Relationship between abundance and the AK codon at the beginning of each permuted genes. A comparison of the number of (A) P and (B) AP sequences before (top) and after selecting (bottom) for biological activity. The residue position represents the AK residue found at the beginning of each ORF regardless of orientation. Only those ORFs encoding in frame variants are shown. In cases where a P or AP variant was absent, black bars are shown below the x-axis.

Figure 5.

Effect of selection on P and AP sequence abundance. (A) A comparison of the P and AP sequence abundances for each variant in the unselected library (left panel) reveals a linear correlation (y = 0.979x + 30.829; R² = 0.97), which is shown in blue. Following selection (right panel), the relative abundance of P to AP counts diverged from this trend. The solid black line represents the expectation when cognate P and AP variants occur with identical frequencies. (B) The abundance of each P and AP sequence before (left) and after (right) selection. The AP variants display a linear correlation (y = 0.026x − 0.358; R² = 0.95), which is shown in blue. Selected P variants are colored as a function of the P-value obtained from Fisher’s Exact Test (PV_F), with variants presenting P-values > 0.01 in red, those presenting P-values ≤ 10⁻³⁰⁰ in black, and those displaying intermediate values shaded as indicated in the bar.

Figure 6.

Enrichment of parallel sequences following selection. The log₂(fold change) in sequence abundances of the AP (open symbols) and P variants (closed symbols). The significance of P variant enrichment obtained using the negative binomial model (PV_NB) is colored as a function of the P-value obtained with the variants presenting values >0.01 in red, variants having values ≤10⁻³⁰⁰ in black and those variants displaying intermediate values shaded as indicated in the bar.

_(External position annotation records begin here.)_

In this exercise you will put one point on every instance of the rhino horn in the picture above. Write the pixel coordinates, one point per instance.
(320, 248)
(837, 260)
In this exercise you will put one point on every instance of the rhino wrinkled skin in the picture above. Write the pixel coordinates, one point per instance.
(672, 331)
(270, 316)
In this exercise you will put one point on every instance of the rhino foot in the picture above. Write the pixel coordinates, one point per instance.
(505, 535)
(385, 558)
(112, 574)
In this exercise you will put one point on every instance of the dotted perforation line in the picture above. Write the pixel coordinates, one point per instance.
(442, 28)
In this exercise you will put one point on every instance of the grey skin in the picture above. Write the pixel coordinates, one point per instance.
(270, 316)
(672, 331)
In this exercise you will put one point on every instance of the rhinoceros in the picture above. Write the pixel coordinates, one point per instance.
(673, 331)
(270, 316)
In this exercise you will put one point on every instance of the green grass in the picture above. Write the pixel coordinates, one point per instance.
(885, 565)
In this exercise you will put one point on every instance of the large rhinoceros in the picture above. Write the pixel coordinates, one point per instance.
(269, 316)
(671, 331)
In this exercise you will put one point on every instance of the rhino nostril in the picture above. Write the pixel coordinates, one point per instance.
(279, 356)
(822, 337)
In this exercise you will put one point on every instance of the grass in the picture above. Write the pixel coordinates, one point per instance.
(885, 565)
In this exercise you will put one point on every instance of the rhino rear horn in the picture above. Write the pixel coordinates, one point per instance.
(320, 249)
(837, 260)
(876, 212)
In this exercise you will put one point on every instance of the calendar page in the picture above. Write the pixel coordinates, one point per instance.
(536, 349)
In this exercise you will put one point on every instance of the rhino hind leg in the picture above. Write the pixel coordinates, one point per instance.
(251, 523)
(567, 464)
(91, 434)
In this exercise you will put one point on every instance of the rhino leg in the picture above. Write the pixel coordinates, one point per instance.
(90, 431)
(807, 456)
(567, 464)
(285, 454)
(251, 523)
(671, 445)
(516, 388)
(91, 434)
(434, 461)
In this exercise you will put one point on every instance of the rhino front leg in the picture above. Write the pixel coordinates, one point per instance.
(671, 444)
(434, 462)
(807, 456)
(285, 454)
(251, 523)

The black line represents the mean dilution for AP variants relative to their initial abundance in the unselected library, while the dashed line represents two standard deviations greater than the mean. Variants not observed in the selected library (infinitely diluted) are plotted in the shaded region.

Figure 7.

Relationship between AK structure and retention of biological activity. (A) For thirty one variants, we compared the log₂(fold change) values with growth complementation of Escherichia coli CV2 transformed with vectors that constitutively express each variant. This data displays a linear correlation (y = 0.066x + 0.533; R² = 0.783). P-values obtained from the negative binomial model (P_NB) are color coded and analyzed as described in Figure 6. (B) For each P variant, the log₂(fold change) is shown as a function of the AK residue found at the N-terminus of the circularly permuted protein. The AK domain structure is shown as a frame of reference. Variants no longer observed in the selected library (infinitely diluted) are shown as bars that reach the line at the bottom of the graph. Red variants above the shaded region were observed in the selected library but were not significantly enriched (P-values > 0.01). Those cognate P and AP variant pairs absent from both the unselected and selected datasets (n = 52) are indicated as black lines shown below the x-axis.